A Novi di Modena si è spezzata la
legge del clan patriarcale
La
moglie uccisa a colpi di mattone, la figlia ridotta in
fin di vita dal fratello a randellate. E’ accaduto a
Novi di Modena il 3 ottobre, un episodio tragico che
ricorda quello di Hina, la ragazza pachistana uccisa dal
padre quattro anni fa perché aveva assunto un costume di
vita troppo occidentale.
Anche Nosheen, come Hina, non voleva essere rinchiusa
all’interno delle mura della comunità di origine dove il
patriarcato regnante, negando ogni diritto alla sua
soggettività, voleva imporle un matrimonio combinato.

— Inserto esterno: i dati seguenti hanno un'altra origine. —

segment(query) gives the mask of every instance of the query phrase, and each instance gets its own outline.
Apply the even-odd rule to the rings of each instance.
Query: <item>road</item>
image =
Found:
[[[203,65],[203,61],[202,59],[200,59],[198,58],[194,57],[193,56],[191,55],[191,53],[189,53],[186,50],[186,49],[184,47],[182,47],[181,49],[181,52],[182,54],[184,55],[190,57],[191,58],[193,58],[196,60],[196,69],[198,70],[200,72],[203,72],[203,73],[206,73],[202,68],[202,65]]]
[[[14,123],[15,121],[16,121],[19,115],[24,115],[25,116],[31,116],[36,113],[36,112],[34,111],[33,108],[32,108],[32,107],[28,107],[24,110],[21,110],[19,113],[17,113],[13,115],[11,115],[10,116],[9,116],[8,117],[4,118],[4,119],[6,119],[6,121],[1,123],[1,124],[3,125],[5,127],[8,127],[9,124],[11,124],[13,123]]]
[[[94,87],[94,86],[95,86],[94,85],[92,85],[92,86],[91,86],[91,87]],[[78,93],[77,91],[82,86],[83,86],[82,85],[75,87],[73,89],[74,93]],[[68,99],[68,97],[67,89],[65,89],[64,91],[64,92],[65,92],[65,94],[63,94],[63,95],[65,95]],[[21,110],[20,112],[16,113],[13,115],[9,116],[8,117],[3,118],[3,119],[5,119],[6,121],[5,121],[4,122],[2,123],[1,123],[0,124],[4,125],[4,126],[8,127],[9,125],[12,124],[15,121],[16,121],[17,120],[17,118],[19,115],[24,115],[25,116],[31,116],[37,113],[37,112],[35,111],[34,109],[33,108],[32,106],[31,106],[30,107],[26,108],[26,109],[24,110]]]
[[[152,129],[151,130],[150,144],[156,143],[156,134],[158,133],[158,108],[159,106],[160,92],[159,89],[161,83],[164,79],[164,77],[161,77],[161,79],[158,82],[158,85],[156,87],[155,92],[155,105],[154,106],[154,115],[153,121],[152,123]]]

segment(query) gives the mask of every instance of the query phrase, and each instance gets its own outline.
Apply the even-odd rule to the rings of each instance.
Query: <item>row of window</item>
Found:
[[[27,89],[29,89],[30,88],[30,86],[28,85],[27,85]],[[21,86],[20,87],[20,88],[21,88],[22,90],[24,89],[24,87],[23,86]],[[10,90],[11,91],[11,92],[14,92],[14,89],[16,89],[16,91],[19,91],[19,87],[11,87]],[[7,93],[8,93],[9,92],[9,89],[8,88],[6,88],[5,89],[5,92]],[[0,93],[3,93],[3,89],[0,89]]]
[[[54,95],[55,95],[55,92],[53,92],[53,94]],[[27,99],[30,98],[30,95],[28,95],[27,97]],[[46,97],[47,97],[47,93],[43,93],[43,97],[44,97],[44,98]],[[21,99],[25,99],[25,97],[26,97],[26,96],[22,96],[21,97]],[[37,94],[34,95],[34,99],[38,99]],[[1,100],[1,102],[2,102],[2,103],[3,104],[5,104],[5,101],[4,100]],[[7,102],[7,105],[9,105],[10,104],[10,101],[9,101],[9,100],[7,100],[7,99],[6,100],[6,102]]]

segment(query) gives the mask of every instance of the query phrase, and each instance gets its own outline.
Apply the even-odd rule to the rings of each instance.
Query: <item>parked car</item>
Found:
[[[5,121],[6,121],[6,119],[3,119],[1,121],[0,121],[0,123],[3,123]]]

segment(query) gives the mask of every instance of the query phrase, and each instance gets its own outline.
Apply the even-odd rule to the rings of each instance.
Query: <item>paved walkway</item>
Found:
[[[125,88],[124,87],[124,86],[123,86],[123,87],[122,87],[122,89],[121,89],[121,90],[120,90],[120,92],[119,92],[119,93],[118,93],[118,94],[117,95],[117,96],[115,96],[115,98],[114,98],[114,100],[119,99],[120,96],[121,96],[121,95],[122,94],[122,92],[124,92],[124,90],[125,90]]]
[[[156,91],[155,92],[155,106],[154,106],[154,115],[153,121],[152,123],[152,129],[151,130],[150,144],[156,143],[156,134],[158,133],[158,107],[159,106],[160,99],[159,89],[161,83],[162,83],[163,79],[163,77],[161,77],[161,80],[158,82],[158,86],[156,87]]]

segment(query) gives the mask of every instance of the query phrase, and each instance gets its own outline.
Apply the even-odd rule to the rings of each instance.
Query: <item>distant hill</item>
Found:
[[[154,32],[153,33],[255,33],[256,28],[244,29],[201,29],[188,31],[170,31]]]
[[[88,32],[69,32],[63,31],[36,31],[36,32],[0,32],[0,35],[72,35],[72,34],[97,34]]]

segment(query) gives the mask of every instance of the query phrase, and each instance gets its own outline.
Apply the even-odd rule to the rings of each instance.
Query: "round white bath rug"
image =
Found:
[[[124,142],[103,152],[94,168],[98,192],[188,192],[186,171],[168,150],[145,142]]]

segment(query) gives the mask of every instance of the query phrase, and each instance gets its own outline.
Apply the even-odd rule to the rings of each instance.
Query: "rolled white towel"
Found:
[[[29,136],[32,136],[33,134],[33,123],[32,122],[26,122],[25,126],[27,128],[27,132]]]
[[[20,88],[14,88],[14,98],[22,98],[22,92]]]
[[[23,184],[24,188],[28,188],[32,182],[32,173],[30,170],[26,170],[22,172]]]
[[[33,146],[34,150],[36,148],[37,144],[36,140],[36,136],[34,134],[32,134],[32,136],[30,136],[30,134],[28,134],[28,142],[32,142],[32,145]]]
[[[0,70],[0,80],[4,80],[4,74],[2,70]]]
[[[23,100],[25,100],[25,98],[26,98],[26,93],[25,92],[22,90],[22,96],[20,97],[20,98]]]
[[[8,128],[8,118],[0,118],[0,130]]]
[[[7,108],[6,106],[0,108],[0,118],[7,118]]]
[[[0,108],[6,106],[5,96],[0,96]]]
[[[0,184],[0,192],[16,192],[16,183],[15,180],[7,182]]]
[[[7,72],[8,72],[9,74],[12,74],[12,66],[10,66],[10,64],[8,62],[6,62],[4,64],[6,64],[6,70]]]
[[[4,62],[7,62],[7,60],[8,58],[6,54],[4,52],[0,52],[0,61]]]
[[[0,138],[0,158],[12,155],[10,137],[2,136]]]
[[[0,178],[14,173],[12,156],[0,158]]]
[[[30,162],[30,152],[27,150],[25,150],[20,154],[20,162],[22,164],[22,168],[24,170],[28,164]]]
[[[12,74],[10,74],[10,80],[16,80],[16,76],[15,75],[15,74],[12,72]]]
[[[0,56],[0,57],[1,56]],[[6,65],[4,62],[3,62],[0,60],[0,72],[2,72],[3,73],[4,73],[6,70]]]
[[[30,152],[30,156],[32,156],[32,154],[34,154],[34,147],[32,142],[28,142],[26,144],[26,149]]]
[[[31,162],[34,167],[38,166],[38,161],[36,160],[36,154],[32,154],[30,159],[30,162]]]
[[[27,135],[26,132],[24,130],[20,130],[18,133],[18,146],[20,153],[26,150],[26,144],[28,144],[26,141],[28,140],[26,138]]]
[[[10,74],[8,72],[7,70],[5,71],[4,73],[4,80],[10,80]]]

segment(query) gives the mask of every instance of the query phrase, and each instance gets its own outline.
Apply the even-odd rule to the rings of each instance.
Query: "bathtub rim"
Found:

Ma in questo secondo caso c’è una differenza
fondamentale: se nel caso di Hina la madre, col suo
silenzio, aveva indirettamente sostenuto l’autorità
maschile e la tradizione familiare, a Novi la madre
appoggiava la figlia, anzi aveva informato i carabinieri
delle violenze del marito, anche se non si era spinta a
denunciarlo.
Perché se è difficile per una donna italiana spezzare i
legami familiari, questa decisione è ancora più
difficile per una straniera, costretta anche a rompere
con la comunità di origine che le offre identità in un
paese ostile, ammalato di pregiudizi, talora apertamente
xenofobo.
È vero, la legislazione italiana è arretrata su questa
problematica, ma lo strumento più efficace per vincere
il patriarcato e la ginofobia (prima fonte della
violenza contro le donne), è la convivenza fra i diversi
gruppi etnici e religiosi.
Perché solo l’interazione abituale fra mondi lontani può
portare col tempo all’affermazione di una cultura
intrisa di quel rispetto per i diritti che l’evoluzione
della specie ha faticosamente elaborato.